Nine in 10 pages struggle to drive any sort of meaningful organic traffic. This is why it is important to have one or two phrases that you can target with your content marketing. You can tailor content to these keywords and related topics so that it finds the audience you want to engage with.

How do I find them?

Seed keywords are the bread and butter of a successful SEO campaign. These keywords define your brand, your product and service offerings, and your industry and niche. Seed keywords can be used as the base for an extensive brainstorming session where you populate a long list of potential keyword ideas.

If you are scratching your head thinking about what exactly your brand’s keywords are, you can pop over to Google Search Console and take a look at the Search Results report. You will already have an exhaustive list of keywords that your webpages are ranking for. There are other tools you can use to do this if you haven’t yet set up Google Search Console.

Who are my competitors?

If you are unsure exactly who your competitors are for a seed keyword, head over to Google and input one. The first page of results for that keyword will show you who is ranking for it. Again, you can use third-party tools such as Ahrefs’ Site Explorer to see the most popular pages for a keyword based on search traffic for the month. These pages are getting the most organic traffic for that particular keyword.

What do I do with keywords?

You can use keywords as the basis for content marketing materials. Keywords show you what consumers are searching for, so you can meet their needs by publishing a blog or an article that expounds on that keyword with useful information. You can also communicate a few of these keywords to an agency if they are managing a blog campaign for you as it will make the copy more targeted and relevant for your audience.

Is there anything else I need to do?

Seed keywords can be quite limiting as they are likely to be directly related to who you are and what you are doing right now.

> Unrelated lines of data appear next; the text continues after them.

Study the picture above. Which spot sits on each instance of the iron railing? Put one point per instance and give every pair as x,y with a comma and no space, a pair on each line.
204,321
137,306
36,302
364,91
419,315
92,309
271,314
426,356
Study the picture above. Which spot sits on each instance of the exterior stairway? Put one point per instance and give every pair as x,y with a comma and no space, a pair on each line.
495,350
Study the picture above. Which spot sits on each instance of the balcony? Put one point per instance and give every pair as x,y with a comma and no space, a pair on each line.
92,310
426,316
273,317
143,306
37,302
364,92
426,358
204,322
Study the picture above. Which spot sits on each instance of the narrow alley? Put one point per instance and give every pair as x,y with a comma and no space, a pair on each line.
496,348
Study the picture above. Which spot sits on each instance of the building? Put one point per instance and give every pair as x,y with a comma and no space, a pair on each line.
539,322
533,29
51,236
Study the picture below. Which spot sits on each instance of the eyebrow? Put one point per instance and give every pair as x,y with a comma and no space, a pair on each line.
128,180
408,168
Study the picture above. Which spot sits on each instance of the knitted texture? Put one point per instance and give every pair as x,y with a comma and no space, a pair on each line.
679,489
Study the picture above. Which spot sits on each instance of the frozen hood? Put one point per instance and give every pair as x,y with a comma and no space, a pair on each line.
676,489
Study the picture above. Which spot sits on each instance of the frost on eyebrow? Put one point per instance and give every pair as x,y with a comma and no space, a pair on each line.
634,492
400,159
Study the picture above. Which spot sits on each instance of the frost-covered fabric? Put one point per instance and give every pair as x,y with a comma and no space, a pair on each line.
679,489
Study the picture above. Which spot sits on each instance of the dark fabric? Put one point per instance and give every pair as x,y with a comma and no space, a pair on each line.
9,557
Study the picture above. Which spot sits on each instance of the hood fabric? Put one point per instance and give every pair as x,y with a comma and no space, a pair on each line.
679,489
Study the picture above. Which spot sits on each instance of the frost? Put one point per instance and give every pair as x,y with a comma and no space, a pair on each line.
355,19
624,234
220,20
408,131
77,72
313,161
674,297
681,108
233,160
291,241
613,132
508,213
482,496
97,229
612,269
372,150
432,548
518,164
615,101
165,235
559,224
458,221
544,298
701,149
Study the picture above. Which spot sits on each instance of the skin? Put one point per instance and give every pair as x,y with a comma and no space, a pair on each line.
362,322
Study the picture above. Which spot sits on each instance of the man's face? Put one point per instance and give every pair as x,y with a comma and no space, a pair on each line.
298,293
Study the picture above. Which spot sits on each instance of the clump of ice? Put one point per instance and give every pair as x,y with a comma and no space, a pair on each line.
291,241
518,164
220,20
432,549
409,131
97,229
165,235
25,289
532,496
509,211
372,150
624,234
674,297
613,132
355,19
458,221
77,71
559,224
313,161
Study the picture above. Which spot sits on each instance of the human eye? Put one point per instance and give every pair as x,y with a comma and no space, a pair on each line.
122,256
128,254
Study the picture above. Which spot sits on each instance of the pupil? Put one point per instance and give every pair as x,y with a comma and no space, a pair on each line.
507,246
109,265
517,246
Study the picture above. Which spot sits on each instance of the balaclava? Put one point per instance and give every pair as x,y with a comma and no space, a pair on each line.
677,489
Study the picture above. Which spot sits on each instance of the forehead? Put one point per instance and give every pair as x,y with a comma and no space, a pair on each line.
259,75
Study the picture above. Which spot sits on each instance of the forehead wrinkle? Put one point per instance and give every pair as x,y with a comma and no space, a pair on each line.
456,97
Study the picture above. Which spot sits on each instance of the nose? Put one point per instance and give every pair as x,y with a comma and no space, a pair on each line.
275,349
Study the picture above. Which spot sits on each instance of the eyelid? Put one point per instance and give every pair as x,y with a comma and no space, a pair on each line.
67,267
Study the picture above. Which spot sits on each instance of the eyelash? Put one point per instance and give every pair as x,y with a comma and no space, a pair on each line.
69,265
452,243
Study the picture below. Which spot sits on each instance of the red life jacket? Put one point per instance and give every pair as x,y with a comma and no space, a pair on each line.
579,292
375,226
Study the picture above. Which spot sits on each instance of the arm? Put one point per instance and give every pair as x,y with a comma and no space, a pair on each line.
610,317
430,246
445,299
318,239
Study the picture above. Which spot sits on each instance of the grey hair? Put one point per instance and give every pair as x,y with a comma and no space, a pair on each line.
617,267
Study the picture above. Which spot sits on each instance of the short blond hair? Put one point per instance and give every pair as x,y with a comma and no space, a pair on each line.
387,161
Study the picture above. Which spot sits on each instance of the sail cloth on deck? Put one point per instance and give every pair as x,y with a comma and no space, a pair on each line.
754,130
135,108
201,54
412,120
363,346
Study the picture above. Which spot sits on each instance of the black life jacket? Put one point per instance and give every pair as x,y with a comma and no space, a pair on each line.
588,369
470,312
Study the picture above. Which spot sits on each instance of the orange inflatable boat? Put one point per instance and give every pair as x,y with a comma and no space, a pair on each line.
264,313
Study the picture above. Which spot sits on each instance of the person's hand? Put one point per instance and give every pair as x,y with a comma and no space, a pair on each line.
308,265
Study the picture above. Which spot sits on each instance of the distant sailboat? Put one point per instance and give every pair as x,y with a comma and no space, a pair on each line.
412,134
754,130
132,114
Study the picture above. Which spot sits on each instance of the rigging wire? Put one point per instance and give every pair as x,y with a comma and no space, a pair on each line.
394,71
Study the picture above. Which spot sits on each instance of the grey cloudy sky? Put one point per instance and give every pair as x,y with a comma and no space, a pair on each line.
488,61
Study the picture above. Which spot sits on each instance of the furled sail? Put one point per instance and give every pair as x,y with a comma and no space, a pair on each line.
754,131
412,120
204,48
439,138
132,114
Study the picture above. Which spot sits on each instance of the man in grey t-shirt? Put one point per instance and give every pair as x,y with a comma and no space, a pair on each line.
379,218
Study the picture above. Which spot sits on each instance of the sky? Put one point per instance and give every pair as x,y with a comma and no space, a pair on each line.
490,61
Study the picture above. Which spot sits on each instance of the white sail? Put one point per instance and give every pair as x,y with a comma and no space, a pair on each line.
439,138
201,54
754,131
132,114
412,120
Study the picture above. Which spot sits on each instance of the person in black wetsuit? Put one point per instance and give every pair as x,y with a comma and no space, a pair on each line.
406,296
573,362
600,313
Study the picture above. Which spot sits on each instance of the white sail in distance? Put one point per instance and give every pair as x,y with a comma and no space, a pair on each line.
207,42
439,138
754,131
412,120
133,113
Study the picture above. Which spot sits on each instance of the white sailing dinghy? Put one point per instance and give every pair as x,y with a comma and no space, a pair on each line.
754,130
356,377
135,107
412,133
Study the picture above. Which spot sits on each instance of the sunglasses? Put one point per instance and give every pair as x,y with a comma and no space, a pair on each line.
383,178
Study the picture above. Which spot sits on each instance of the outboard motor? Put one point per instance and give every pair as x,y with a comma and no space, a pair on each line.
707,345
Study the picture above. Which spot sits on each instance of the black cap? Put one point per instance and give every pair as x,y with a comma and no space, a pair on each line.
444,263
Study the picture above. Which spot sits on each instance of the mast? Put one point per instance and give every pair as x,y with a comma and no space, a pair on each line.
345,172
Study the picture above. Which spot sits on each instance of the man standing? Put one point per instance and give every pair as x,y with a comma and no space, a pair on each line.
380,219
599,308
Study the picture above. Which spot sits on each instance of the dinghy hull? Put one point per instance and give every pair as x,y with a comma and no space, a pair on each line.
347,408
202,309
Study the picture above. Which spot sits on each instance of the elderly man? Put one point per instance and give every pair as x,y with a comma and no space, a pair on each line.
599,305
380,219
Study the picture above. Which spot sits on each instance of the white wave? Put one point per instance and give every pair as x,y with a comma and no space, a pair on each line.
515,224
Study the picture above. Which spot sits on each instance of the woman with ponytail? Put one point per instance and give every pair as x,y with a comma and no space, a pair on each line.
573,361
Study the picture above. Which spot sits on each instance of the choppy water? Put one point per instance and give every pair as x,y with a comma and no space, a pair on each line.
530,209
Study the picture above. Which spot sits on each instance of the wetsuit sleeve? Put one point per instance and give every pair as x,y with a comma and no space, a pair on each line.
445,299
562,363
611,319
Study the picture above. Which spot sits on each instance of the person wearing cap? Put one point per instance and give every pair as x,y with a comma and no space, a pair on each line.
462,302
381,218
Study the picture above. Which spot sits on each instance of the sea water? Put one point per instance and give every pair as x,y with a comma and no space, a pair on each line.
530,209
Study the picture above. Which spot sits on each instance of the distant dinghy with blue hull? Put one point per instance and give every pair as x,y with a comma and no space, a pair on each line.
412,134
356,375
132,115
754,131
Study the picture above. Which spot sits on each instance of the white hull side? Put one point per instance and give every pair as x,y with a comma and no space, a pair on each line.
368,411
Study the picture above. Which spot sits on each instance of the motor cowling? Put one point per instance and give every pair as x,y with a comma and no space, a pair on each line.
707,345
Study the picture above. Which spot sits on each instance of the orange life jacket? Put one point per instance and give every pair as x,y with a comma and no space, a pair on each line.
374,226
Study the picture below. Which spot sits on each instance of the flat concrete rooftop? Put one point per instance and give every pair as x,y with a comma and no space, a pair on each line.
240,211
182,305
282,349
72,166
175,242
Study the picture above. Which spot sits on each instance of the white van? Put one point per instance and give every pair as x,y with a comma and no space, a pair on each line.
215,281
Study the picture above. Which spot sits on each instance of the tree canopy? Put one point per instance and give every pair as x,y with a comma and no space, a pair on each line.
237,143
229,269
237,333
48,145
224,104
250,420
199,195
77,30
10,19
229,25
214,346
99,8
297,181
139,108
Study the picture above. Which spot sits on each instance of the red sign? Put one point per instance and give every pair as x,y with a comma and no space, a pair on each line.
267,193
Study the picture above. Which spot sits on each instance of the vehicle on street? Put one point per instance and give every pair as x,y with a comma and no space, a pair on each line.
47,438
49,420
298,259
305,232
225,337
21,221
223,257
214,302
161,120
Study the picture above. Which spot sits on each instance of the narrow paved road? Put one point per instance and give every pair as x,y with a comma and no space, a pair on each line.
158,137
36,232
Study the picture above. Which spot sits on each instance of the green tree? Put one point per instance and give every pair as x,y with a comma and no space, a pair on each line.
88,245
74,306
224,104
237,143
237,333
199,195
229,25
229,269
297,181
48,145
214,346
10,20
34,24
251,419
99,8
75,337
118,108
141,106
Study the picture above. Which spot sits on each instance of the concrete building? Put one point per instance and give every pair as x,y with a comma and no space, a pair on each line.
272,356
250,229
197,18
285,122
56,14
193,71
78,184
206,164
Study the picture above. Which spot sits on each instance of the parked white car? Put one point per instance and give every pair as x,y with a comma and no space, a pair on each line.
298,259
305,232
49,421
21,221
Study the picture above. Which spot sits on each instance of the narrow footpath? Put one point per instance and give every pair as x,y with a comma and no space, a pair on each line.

This is great to begin with, but over time you will need to drill down a few more ideas. You can do this by studying your niche in greater detail using keyword research tools, browsing forums related to your industry, and extracting insights from communications with clients and customers via email and social media.

How do I know what’s best? You can find out the best keywords for your business by analysing SEO metrics. There are a number of metrics you can track, but some of the most valuable include search volume, traffic potential, click total, and cost per click (CPC).